The discipline body of the ruling Communist Party of China, told the media in Beijing on Wednesday that Bo, 63 along with former railways minister Liu Zhijun, indicted for corruption have been handed over to judicial authorities, state-run Xinhua news agency reported.

A total of 4,698 county-level cadres or higher-level cadres were punished by the CPC discipline watchdogs in 2012 and 961 cadres at county-level or above have been transferred to judicial organs, the disciplinary committee spokesperson Cui Shaopeng said.

Bo's trial was expected to begin soon in Beijing. A former commerce minister and a "princeling", Bo, was sacked last year as the party chief of Chongqing, a city with 30 million people where he ran an iron fisted administration with campaigns against crime syndicates earning the reputation of highly dictatorial leader.

A pro-Mao ideologue, he was due to contest for the top post of the party in last November once-in-a-decade leadership change conference where pro-reform leader Xi Jinping was elected as successor to Hu Jintao.

Bo was expected to rally the hardliners and offer a stiff fight in the party to get elected to the all-powerful seven-member Standing Committee of the politburo.
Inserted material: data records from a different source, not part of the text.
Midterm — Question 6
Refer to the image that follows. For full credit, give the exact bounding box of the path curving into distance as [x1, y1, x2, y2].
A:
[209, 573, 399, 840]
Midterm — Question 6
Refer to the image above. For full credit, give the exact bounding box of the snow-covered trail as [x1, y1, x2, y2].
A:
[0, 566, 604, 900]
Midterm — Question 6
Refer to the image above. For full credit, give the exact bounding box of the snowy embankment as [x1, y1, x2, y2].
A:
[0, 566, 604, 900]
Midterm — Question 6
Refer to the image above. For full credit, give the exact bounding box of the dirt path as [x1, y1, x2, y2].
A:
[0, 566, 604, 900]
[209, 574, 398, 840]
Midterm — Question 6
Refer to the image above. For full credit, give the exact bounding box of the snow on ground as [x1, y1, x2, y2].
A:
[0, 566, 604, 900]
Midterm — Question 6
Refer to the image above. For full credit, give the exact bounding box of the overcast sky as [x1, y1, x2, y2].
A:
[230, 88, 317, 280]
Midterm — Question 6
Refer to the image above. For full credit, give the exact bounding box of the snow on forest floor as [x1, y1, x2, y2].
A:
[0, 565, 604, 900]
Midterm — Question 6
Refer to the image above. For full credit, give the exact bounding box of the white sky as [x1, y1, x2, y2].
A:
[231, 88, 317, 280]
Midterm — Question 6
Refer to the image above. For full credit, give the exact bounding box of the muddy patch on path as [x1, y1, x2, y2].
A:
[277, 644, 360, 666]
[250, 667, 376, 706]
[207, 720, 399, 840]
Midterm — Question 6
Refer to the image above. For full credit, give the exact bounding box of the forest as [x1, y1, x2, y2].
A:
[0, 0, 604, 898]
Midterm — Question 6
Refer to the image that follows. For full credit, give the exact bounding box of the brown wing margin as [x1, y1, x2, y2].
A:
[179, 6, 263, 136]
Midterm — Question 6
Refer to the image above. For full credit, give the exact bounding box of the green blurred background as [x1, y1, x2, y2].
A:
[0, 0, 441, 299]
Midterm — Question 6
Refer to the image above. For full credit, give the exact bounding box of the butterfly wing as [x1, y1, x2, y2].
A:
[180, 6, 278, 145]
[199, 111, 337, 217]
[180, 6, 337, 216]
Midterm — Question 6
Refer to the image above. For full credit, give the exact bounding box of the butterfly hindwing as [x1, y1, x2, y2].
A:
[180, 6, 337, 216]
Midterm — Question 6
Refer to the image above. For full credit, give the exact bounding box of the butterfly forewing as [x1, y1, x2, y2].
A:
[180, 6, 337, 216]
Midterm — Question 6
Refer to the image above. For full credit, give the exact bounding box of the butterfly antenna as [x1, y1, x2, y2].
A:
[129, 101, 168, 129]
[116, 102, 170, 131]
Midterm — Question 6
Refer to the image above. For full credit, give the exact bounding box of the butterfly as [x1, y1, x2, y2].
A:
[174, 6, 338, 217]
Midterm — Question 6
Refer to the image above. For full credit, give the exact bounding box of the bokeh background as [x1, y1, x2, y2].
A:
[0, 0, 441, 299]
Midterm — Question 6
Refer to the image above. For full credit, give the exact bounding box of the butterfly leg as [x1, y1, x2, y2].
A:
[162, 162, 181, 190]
But he fell from the grace after his wife Gu Kailai had got involved in the murder of a British businessman, Neil Heywood.

Bo's close aide and head of the city police wing, Wang Lujin, who investigated the case, fled to the US consulate in Chengdu and sought asylum-fearing reprisals from Bo, which created national furore.
In the subsequent trials, both Gu and Wang were convicted after they admitted to the roles.

While Gu was given a suspended death sentence, Wang was sentenced to a 15-year prison term.

According to the official media reports earlier, investigations have found that Bo seriously violated party disciplines while being the head of Dalian City, Liaoning province, and the ministry of commerce, as well the party chief of Chongqing.

Bo was accused of taking advantage of his position to seek profits for others and received huge bribes personally or through his family, it said.

He was also accused of maintaining improper sexual relationships with a number of women and found to have violated organistional and personnel disciplines and made erroneous decisions in certain promotion cases, resulting in serious consequences. It is to be seen when Bo's trial would begin and what sentence he would receive.

Analysts say that Bo's fall and his removal especially after the US consulate drama has made it easier for the moderate to isolate the hardliners and pack the party with followers of later reformist leader Deng Xiaoping, who succeeded Mao. 

Former high profile railway minister Liu Zhijun, 59 was also accused of corruption, keeping mistresses, and perpetrating political and moral wrongdoings. He was the longest railway minister supervising most China's high-speed train network construction.

Liu was appointed vice minister of railways in 1996 and minister in 2003.

He was removed from his post and came under investigation in February 2011.